B. If the voltage used is lower, the capacitor discharge time would increase?
Sure you can use them.
But give attentention that the capacity (mostly in uF) ist still very low.
an 40 vol cap , with the same size have (approx) 100 time cor capacity..

If you look vor very HI-Cap 12volt devices. use the "Boster-Caps"
that is used for Car amplifiers , to hold the peack voltage still in the
car-power-supply. ( 50.000uF abd higer)  15 volts

Gustav Pese
Skype Member: pesetr (daily 21:00-22:00 MEZ (Berlin) Like to discussing. German English Flam's French. Special knowledges in "electronic area need?
ask by messey, will help- so i can...

TinselKoala

The voltage rating on a capacitor is the maximum working voltage of the cap. It has little or nothing to do with the energy or capacitance.
That is, a 4000 volt capacitor of 1.0 microFarad, charged to 100 volts, will have exactly the same amount of energy in it as a 200 volt 1.0 microFarad capacitor charged to 100 volts.
The voltage rating of the cap is the highest voltage it can take before the dielectric breaks down and the capacitor is ruined.

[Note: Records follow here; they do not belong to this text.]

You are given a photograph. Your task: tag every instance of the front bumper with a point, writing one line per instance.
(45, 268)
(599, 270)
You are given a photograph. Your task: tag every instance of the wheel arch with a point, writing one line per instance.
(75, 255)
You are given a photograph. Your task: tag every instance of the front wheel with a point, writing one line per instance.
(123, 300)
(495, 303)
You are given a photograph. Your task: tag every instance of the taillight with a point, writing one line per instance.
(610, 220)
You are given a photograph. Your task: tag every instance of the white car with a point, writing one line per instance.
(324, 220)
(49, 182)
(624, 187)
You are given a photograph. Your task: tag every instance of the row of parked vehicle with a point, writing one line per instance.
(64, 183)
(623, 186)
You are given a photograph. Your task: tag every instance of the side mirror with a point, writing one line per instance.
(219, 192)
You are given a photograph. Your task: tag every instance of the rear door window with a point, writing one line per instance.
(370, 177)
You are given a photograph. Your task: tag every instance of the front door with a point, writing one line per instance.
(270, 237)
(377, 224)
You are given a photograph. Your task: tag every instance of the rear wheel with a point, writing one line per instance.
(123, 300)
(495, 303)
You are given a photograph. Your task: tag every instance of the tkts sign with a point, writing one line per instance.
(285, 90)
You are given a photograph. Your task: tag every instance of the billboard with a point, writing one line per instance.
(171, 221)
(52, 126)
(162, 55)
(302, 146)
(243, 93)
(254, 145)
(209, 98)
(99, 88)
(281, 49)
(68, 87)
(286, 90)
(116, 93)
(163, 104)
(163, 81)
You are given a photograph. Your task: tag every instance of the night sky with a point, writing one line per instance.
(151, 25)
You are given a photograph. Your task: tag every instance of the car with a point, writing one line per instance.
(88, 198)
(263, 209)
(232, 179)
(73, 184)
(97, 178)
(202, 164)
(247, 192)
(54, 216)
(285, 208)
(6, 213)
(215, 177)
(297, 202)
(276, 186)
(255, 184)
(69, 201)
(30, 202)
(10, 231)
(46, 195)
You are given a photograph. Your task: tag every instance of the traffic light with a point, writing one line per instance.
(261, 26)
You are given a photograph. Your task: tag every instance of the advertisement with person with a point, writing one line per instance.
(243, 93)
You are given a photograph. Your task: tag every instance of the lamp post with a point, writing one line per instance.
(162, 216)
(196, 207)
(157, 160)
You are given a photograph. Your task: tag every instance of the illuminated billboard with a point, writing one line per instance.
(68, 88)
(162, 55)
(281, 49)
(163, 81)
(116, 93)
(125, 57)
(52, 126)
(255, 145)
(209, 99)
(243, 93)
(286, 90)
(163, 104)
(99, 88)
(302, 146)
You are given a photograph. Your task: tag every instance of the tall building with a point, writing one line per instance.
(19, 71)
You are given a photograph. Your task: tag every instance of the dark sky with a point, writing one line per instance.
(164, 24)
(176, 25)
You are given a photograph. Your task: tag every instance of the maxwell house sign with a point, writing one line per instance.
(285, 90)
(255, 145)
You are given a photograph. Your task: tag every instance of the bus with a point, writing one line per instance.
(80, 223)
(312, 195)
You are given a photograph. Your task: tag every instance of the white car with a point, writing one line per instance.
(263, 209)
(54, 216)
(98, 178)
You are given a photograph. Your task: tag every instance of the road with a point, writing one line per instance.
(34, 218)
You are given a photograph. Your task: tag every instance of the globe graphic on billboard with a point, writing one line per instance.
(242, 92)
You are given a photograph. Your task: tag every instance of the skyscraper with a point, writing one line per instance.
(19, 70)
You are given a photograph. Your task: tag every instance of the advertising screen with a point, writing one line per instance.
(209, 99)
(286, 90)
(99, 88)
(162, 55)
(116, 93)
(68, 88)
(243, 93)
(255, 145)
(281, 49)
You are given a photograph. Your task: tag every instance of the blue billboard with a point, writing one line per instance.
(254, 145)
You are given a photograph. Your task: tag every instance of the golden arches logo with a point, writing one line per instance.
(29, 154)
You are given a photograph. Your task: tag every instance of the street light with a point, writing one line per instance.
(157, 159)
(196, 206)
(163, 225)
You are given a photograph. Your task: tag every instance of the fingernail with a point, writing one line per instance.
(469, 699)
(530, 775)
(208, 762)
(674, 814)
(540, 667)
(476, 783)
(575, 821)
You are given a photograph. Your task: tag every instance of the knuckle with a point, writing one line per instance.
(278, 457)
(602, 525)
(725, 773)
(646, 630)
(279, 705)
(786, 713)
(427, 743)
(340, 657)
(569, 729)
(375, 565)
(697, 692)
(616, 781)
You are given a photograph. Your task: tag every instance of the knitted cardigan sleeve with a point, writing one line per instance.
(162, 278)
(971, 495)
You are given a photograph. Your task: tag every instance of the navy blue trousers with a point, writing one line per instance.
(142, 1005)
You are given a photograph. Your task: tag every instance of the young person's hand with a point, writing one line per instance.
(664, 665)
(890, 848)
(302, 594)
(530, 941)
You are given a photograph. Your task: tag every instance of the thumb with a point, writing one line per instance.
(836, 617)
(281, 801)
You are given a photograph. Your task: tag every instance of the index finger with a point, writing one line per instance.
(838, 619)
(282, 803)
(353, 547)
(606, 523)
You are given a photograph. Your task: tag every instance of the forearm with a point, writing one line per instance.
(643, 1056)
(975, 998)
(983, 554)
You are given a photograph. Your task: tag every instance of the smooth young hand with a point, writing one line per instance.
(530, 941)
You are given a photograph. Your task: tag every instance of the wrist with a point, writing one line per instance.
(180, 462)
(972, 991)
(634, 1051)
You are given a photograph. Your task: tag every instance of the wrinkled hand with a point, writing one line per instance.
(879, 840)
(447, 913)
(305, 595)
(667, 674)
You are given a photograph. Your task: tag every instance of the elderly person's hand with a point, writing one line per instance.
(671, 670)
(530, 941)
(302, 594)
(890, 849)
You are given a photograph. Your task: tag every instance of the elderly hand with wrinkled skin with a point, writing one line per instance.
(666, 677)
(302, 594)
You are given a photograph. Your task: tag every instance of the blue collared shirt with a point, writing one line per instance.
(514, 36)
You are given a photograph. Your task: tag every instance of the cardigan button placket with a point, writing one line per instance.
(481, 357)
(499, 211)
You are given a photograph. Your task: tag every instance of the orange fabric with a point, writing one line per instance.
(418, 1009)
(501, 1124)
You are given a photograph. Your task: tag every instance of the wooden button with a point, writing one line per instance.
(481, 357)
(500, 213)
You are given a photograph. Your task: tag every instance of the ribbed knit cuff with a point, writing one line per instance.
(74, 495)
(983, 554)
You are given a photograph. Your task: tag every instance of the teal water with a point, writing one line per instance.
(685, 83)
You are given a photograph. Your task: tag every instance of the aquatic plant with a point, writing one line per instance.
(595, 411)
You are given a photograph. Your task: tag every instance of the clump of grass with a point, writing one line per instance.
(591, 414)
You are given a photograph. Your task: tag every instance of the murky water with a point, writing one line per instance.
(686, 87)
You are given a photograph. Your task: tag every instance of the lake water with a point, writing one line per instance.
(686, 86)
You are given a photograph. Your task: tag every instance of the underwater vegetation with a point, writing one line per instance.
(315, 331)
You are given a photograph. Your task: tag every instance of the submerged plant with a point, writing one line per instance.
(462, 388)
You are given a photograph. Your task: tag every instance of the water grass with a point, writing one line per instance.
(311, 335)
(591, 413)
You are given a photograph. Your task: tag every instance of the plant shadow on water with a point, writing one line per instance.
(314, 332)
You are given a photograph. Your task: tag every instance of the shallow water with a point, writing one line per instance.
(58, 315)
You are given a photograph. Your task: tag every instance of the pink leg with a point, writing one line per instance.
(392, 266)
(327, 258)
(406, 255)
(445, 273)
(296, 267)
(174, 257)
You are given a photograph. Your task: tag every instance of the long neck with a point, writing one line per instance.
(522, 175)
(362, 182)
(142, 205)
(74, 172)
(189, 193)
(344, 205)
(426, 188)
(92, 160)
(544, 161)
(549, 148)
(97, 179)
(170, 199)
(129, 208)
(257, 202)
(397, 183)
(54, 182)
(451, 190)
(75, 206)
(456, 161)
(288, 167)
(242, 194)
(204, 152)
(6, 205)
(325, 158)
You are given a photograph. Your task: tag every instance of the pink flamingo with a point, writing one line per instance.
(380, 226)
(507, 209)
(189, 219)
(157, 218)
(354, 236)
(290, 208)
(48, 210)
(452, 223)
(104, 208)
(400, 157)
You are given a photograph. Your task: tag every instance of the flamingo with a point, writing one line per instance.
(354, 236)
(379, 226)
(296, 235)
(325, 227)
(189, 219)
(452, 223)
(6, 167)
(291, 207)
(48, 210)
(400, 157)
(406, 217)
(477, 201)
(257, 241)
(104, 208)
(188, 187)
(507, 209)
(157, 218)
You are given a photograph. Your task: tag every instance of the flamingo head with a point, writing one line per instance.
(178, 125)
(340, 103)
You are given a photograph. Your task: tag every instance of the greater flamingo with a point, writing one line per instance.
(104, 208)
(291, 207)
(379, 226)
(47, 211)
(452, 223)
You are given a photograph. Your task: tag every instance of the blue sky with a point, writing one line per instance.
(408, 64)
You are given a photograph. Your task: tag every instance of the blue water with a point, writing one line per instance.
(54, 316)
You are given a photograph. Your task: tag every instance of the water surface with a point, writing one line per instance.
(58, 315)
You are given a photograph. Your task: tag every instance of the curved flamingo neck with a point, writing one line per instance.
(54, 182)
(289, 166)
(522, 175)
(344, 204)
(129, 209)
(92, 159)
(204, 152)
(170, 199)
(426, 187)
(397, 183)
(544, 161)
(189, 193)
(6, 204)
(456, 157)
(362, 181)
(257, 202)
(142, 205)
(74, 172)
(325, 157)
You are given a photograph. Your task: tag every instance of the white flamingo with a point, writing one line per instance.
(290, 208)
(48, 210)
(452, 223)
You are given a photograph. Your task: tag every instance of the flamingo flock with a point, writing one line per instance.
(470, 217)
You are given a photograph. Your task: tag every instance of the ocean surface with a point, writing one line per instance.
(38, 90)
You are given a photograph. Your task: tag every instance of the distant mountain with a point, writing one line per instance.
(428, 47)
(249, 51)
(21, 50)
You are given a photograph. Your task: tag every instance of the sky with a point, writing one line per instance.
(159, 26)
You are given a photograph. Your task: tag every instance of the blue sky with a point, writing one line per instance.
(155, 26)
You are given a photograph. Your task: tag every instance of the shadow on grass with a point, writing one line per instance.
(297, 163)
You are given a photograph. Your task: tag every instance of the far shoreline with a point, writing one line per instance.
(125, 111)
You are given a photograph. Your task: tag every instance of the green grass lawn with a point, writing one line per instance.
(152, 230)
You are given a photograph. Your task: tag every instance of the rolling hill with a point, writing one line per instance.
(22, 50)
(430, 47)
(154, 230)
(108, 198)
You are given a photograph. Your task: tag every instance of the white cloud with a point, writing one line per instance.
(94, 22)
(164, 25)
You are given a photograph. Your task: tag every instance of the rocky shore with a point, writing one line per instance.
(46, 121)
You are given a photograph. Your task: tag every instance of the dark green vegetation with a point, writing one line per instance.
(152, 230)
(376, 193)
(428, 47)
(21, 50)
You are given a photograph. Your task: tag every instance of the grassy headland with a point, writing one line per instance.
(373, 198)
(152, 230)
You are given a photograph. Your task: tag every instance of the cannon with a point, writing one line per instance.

The more voltage on a cap, the greater its energy content. The relationship is Energy (in Joules) = 1/2 x (Capacitance in Farads x Voltage Squared). This is the applied voltage, not the rated voltage of the cap (which would also be the maximum recommended applied voltage.)

That being said, you should use a cap with a voltage rating only a bit higher (like double) than your applied maximum voltage, as it is inefficient in several ways to use a high-voltage capacitor in low voltage service.

TinselKoala

If you charge the 4000 volt capacitor to 4000 volts, it will be VERY DANGEROUS to handle. If you inadvertently take a shock from it, it will likely kill you, if it has any sizeable capacity at all.

How to run your 12-volt inverter from a 4000 volt capacitor? This is what I call the "down-conversion" problem, and it isn't trivial. It can of course be done in various ways, but none of them are very efficient.

One way is to use your big cap to charge a bunch of smaller caps in series, then discharge the smaller caps in parallel.

Pirate88179

Why not use two 5.5 volt super caps (5 Fared ea.) and put them in series?  You would have 11 volts and a long time of running just like they were a set of batteries.  I have a small 5.5 volt 2.5 F cap that I can charge from my earth battery and when removed from the EB it lights my led for over two hours.  Just a thought.